WWE released more than 500 pages of filings with the United States Securities & Exchange Commission on their corporate website Friday afternoon (May 12). These pertain to the impending acquisition of the company by Endeavor, and plans to merge WWE with UFC as a new publicly traded entity.
It’s a lot of information, and most of it is frankly outside the purview of this here wrestling fan blog.
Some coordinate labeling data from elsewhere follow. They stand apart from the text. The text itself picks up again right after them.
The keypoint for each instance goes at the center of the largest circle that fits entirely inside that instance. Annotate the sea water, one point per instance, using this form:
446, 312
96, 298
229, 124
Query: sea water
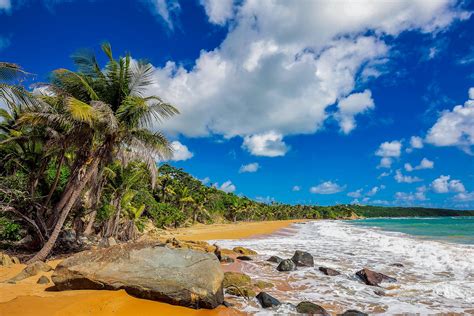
437, 274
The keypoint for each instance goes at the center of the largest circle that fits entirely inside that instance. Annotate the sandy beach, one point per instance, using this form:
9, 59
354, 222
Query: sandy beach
29, 298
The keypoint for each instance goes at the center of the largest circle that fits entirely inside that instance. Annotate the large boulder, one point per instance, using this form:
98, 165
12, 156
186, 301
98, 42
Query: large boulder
286, 265
151, 271
303, 259
373, 278
311, 309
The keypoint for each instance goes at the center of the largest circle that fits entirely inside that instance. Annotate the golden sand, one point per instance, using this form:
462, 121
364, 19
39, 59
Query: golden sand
29, 298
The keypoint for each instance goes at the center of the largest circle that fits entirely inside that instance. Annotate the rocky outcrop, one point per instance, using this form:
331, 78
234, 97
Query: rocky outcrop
244, 251
286, 265
311, 309
303, 259
373, 278
266, 300
329, 271
31, 270
275, 259
150, 271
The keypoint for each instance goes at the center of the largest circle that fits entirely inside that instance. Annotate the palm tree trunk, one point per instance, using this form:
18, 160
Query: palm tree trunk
68, 200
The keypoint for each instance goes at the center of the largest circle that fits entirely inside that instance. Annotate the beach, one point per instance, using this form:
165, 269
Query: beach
29, 298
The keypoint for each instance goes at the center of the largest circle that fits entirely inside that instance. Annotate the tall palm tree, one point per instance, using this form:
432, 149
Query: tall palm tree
110, 104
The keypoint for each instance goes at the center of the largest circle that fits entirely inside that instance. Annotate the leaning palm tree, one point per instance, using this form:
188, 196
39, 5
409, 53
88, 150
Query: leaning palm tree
110, 107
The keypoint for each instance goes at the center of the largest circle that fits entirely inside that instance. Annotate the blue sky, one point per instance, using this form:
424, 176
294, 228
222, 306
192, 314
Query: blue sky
308, 102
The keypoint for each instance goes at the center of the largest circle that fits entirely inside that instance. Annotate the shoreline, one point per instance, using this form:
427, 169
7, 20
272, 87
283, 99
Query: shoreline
29, 298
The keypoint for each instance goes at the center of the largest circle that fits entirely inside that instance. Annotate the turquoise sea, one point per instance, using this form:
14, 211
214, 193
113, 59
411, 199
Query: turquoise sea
452, 229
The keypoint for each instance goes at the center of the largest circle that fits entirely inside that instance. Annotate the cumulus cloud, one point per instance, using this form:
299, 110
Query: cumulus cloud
388, 151
166, 10
327, 187
268, 76
218, 11
444, 184
424, 164
419, 195
269, 144
350, 106
180, 151
251, 167
227, 186
400, 178
456, 127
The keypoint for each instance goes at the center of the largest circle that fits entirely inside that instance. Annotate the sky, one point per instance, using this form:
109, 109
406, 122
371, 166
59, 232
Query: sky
309, 102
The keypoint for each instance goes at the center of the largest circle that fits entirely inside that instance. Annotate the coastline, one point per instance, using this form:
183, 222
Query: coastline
29, 298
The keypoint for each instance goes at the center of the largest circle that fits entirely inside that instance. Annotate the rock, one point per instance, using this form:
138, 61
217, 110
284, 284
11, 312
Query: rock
398, 265
353, 312
236, 279
226, 259
311, 309
266, 300
43, 280
244, 251
31, 270
5, 260
373, 278
146, 270
286, 265
240, 291
329, 271
263, 284
275, 259
303, 259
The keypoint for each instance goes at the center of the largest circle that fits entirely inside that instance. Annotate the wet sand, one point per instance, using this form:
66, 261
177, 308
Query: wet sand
29, 298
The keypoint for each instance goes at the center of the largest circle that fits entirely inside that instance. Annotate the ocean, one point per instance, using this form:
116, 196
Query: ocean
437, 255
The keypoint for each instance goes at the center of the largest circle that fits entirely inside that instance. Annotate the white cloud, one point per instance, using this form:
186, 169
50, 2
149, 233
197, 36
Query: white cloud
443, 184
352, 105
424, 164
167, 10
5, 5
251, 167
419, 195
296, 188
455, 128
269, 144
327, 187
180, 151
400, 178
218, 11
267, 75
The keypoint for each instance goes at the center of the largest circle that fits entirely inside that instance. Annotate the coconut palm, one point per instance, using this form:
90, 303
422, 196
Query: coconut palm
110, 106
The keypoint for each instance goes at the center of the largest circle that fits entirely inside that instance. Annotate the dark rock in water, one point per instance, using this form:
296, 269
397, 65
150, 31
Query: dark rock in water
303, 259
266, 300
353, 312
329, 271
286, 265
373, 278
379, 292
275, 259
151, 271
43, 280
244, 251
226, 259
311, 309
236, 279
31, 270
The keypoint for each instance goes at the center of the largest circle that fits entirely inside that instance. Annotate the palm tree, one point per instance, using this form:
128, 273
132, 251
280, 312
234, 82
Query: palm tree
111, 103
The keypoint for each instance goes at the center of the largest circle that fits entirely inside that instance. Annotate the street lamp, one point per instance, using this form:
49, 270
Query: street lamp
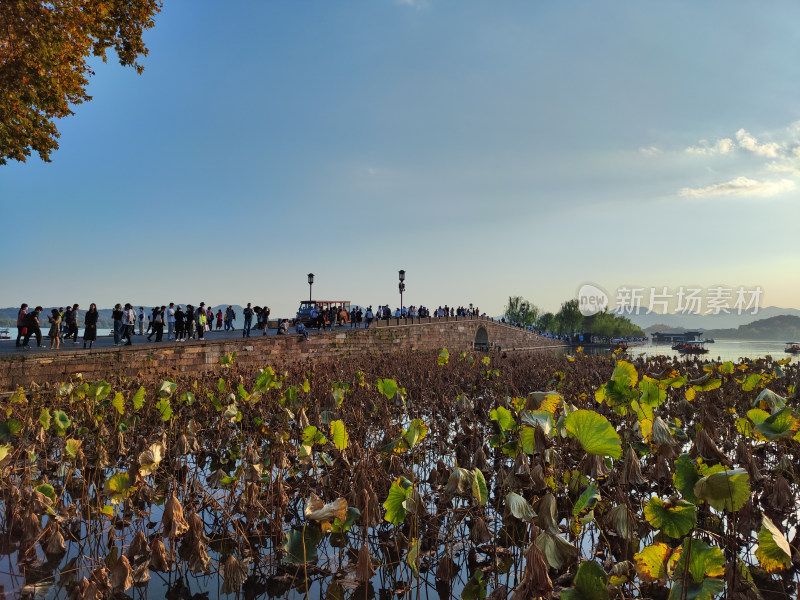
402, 287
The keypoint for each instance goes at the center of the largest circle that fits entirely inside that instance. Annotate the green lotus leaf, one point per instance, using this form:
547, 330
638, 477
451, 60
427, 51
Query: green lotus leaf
396, 502
674, 519
117, 487
339, 435
594, 432
479, 489
656, 562
44, 418
459, 482
520, 507
547, 517
99, 390
651, 394
726, 368
685, 477
138, 398
708, 385
591, 583
301, 545
503, 417
784, 423
544, 401
623, 522
119, 403
625, 374
312, 435
164, 409
72, 447
769, 401
443, 357
751, 382
774, 553
47, 490
704, 561
728, 490
527, 439
542, 418
60, 422
167, 388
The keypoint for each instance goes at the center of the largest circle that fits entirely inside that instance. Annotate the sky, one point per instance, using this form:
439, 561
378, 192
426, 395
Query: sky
489, 149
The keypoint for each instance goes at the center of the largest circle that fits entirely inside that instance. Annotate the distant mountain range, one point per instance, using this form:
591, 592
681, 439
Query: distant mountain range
784, 328
720, 321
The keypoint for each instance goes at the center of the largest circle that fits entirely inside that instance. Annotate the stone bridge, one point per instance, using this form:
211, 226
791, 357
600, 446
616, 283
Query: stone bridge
457, 334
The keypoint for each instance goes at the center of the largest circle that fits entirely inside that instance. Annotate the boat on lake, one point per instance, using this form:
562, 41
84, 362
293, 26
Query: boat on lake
694, 348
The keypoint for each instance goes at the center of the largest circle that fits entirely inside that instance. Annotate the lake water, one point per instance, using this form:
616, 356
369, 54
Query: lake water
722, 349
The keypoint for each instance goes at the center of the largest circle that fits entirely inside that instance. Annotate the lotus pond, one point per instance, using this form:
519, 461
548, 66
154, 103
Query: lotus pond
410, 475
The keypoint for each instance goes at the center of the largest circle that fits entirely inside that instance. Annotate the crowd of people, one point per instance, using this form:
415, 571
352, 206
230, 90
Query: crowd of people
192, 322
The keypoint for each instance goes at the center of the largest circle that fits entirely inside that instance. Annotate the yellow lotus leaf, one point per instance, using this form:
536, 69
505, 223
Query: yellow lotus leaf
150, 458
317, 510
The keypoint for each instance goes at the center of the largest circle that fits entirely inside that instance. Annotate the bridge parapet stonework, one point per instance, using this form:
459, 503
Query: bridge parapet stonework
456, 334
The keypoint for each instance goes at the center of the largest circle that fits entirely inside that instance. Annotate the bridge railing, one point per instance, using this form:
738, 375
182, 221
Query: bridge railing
403, 321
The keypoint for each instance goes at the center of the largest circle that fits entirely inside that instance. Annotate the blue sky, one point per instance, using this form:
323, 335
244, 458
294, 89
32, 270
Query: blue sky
489, 149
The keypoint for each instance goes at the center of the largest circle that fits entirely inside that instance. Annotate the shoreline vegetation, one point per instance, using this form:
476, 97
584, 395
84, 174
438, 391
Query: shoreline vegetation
435, 473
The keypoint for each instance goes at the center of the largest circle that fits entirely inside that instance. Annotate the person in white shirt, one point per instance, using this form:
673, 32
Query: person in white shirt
171, 321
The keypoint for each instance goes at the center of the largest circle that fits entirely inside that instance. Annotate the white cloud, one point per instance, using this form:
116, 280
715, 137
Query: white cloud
748, 142
741, 186
723, 146
650, 151
777, 167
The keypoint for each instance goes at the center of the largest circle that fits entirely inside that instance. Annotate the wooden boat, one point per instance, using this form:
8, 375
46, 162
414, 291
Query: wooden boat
694, 348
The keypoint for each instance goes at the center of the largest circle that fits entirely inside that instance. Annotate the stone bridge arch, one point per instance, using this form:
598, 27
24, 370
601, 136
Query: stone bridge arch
481, 339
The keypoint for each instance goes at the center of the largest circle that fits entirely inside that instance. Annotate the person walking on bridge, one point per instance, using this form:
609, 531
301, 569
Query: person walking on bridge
248, 320
21, 331
90, 325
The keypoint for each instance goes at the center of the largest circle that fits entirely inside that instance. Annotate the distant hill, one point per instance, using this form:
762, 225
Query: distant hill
784, 328
663, 328
703, 321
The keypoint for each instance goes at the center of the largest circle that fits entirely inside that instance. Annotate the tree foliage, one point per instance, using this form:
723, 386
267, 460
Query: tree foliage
520, 311
44, 70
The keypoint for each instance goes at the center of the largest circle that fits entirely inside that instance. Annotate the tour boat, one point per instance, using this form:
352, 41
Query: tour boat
694, 348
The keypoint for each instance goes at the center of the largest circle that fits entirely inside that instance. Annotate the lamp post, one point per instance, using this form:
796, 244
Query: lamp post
402, 287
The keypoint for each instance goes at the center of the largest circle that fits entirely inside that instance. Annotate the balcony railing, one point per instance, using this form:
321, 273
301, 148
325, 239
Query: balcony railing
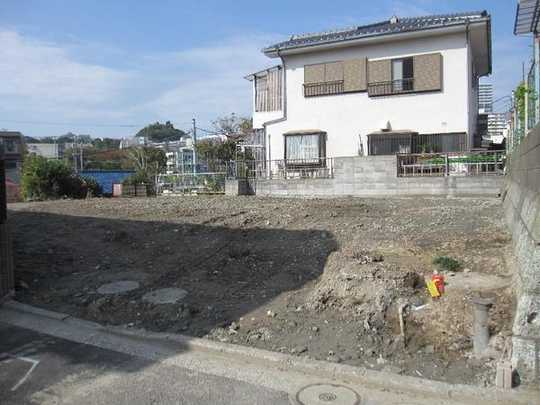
391, 87
323, 88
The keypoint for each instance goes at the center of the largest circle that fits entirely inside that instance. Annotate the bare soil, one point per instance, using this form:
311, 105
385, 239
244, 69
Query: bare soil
323, 278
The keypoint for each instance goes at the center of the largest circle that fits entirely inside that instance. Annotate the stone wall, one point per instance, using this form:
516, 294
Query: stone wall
522, 210
375, 176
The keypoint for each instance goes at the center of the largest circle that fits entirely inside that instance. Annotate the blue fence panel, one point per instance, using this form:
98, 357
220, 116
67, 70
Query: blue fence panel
106, 178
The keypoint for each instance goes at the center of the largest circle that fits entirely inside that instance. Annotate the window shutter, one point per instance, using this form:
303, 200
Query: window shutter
380, 71
428, 72
333, 71
314, 73
354, 75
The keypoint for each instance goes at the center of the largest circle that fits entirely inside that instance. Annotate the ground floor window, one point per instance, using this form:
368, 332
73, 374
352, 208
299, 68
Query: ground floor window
308, 147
But here are some interesting items pulled by the likes of Wrestling Observer and Wrestlenomics:
• From Jan. 17 - April 2 of this year, “over 60 potential counterparties, including strategic companies, financial sponsors, family offices and sovereign wealth funds” were in contact with WWE about buying or merging with the company.
• 20 “counterparties” signed confidentiality agreements in February & March, including Endeavor on Feb. 7.
• Endeavor’s initial non-binding proposal came the day they signed mutual confidentiality agreements with WWE. It proposed Endeavor owning 57% of a merged company with WWE owning the remaining 43%.
• On Mar. 13, WWE received eight similar proposals. Three wanted to buy the company outright. From Wrestlenomics’ Brandon Thurston:
“Strategic Party 1” offered cash for WWE at $95-$100 per share.
“Financial Sponsor 1” offered cash at $90 to 97.50 per share and said they might seek partners to co-invest and that they’d get debt financing.
“Strategic Party 2” offered cash at “an implied share price” of $76.83 and would need equity and debt financing partners.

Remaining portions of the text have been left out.